"Signor," replied Leandro, "I know too well the space that Heaven has set between us." "Why then," returned Don Pedro, "seem you to care so little for a marriage which does you so much honour? Confess! Don Cleophas, you love some maiden, and have pledged your faith; and it is your honour now which bars your road to fortune." "Had I," replied the Student, "a mistress to whom my vows had bound my future fate, it is not fortune that should bid me break them; but it is no such tie that now compels me to reject your proffered bounty. Honour, it is true, compels me to renounce the glorious destiny that you would tempt me with; but, far from seeking to abuse your kindness, I am about to undeceive you to my own undoing. I am not the deliverer of Seraphina."

"What do I hear!" exclaimed Don Pedro, in utter astonishment. "It was not you who rescued Seraphina from the flames which threatened her with instant death! It was not Don Cleophas who had the courage to risk his life to save her!" "No, Signor," replied Zambullo; "mortal man would have vainly essayed to shield her from her fate; learn that it was a devil to whom you owe your daughter's life."

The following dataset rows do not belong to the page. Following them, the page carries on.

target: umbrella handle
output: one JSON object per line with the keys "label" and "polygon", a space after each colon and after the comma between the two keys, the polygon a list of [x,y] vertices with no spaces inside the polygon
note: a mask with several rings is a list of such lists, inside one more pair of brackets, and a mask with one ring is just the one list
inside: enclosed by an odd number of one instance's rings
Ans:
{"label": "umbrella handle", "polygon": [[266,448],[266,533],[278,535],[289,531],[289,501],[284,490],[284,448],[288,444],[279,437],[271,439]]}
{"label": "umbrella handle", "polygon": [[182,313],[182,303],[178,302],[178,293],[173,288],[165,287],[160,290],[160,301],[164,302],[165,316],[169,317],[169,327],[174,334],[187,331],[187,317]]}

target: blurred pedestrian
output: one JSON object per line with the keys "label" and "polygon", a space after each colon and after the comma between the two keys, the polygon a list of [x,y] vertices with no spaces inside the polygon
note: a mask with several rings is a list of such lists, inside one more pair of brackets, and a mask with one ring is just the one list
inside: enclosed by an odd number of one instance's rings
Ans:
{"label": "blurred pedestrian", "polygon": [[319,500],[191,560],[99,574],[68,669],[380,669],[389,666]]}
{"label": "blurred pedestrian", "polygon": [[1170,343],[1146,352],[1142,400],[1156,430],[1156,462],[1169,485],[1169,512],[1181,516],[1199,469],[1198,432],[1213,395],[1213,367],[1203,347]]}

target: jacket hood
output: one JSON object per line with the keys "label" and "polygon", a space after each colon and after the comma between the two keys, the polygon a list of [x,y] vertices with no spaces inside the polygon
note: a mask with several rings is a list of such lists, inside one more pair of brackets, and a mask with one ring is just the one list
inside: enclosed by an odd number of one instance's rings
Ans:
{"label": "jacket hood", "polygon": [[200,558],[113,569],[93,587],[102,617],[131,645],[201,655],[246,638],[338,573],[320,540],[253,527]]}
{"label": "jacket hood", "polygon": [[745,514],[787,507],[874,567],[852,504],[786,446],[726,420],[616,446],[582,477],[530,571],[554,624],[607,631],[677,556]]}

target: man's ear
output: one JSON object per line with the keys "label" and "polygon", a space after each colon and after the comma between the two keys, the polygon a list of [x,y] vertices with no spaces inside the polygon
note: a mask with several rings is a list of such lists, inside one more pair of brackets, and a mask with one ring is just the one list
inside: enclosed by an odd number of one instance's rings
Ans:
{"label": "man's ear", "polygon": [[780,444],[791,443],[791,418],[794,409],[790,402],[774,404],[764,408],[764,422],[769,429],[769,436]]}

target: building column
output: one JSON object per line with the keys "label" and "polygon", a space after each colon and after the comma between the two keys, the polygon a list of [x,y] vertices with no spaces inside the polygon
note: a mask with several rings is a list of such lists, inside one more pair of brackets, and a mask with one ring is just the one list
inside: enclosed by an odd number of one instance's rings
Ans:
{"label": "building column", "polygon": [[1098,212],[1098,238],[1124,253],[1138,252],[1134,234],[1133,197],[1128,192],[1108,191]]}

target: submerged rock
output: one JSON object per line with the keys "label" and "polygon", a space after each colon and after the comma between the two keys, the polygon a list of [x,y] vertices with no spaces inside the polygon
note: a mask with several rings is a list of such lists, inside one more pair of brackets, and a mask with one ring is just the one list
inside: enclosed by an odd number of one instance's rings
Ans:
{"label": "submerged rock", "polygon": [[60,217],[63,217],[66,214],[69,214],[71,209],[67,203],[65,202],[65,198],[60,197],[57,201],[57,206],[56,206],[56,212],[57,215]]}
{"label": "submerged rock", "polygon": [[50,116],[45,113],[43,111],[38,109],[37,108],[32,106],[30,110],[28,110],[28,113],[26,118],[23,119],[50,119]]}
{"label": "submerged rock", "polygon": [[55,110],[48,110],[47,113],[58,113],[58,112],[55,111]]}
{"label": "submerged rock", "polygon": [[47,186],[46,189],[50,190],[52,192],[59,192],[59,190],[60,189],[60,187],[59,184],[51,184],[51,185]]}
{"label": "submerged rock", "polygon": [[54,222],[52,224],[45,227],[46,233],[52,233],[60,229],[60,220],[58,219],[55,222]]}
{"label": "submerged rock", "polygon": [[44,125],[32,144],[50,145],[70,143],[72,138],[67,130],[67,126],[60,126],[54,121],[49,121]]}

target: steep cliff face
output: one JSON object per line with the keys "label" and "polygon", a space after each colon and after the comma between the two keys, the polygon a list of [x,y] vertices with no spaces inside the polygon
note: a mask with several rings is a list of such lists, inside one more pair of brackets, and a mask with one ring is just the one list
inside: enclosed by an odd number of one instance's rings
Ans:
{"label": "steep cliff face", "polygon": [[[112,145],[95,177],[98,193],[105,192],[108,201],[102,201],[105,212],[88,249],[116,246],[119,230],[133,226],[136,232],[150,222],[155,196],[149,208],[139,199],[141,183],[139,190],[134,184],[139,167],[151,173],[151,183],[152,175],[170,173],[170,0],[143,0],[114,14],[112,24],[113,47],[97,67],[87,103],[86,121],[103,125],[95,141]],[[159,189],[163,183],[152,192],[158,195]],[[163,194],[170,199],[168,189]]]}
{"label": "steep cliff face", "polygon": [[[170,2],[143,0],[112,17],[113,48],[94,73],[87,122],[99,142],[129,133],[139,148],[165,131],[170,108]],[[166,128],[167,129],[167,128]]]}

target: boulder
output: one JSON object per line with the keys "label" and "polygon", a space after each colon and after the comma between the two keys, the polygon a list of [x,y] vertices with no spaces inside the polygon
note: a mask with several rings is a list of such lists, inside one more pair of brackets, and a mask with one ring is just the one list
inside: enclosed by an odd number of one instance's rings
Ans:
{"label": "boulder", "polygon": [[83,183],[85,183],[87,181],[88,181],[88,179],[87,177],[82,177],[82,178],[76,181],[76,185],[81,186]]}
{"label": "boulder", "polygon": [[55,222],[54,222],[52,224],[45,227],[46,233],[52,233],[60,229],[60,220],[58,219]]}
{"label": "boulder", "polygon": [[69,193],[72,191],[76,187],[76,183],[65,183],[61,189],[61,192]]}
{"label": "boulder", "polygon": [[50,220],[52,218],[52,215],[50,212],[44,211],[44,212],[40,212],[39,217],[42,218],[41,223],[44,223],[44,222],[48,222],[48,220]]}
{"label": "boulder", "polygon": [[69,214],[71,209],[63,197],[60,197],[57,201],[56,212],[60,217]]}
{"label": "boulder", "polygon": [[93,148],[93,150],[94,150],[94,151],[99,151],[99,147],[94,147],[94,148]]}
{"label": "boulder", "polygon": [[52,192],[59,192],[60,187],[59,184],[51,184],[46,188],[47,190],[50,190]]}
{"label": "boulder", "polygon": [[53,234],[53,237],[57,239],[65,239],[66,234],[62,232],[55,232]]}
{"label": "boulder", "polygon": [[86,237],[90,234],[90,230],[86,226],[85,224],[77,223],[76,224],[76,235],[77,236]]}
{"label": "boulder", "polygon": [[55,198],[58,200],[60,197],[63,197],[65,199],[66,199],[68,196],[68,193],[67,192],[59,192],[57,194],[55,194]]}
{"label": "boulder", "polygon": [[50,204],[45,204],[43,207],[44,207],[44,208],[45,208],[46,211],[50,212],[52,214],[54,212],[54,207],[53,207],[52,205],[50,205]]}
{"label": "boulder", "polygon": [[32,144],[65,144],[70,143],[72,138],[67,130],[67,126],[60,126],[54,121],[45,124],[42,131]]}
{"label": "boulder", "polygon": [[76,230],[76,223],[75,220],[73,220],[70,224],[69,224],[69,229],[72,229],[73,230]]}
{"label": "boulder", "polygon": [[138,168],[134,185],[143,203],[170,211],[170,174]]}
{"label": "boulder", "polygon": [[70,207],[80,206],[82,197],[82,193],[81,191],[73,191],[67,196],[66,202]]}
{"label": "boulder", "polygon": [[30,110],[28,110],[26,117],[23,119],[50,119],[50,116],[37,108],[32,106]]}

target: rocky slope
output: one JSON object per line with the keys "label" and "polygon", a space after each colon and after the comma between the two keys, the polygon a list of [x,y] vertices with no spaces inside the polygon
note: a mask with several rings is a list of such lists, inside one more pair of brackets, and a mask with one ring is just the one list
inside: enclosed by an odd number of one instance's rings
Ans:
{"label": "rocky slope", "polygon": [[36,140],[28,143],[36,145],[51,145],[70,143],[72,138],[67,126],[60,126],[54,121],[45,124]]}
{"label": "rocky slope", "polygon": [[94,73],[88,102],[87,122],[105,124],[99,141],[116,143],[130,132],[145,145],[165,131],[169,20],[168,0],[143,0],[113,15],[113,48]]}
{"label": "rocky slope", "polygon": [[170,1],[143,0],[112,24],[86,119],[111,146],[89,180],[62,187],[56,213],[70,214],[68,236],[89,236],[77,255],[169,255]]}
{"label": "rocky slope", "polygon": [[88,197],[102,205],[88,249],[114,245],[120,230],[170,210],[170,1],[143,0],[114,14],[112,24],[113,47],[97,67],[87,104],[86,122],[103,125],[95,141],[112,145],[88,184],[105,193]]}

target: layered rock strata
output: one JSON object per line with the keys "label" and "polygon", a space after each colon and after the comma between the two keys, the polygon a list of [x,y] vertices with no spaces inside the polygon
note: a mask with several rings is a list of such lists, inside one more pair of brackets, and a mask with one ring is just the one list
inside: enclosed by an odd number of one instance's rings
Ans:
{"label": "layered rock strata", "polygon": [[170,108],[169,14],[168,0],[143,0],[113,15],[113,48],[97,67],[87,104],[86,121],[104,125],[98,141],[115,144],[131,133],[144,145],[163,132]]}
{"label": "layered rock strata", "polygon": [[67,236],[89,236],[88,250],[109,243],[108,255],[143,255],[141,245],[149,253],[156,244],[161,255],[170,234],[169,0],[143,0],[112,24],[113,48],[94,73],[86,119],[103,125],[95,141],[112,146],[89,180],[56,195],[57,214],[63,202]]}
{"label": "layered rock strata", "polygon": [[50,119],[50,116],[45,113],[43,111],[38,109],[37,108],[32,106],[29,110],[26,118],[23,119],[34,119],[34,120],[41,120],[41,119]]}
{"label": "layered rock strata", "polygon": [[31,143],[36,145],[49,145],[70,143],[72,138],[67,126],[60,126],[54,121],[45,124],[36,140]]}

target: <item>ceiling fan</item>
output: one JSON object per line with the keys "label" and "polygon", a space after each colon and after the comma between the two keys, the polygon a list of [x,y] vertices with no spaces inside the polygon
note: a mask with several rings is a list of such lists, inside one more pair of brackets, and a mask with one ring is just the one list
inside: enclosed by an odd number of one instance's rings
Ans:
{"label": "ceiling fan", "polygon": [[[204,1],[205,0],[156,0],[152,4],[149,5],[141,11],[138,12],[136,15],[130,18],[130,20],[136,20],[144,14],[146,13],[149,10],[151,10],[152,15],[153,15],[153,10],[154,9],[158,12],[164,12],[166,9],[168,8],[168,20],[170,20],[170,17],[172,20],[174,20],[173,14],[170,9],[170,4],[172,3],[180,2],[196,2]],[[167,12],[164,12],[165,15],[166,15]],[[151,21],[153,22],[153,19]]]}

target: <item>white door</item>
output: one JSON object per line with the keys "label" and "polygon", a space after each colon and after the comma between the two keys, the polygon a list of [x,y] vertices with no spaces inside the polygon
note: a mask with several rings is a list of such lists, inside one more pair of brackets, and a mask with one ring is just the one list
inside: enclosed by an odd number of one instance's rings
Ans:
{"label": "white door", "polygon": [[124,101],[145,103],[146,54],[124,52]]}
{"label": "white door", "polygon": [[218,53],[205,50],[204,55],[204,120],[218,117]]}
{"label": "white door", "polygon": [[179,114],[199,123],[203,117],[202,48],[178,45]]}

These words only increased the astonishment of Don Pedro, who, not conceiving that he was to understand them literally, entreated the Student to explain himself. Upon which Leandro, regardless of the loss of the Demon's friendship, related all that had passed between Asmodeus and himself. Having finished, the old man resumed, and said to Don Cleophas: "The confidence you have reposed in me confirms me in my design of giving you my daughter. You were her chief deliverer. Had you not thus intreated the Devil whom you speak of to snatch her from the death which menaced her, it is clear that he would have suffered her to perish. It is you then who preserved the life of Seraphina, which cannot be better devoted than to the happiness of your own. You deserve her; and I again offer you her hand with the half of my estate."

Leandro Perez at these words, which removed all his conscientious scruples, threw himself at the feet of Don Pedro to thank him for his generosity. In a few weeks, the marriage was celebrated with a magnificence suitable to the espousal of the heir of the Signor de Escolano, and to the great satisfaction of the relations of our Student, who was thus amply repaid for the few hours' freedom he had procured for the Devil on Two Sticks.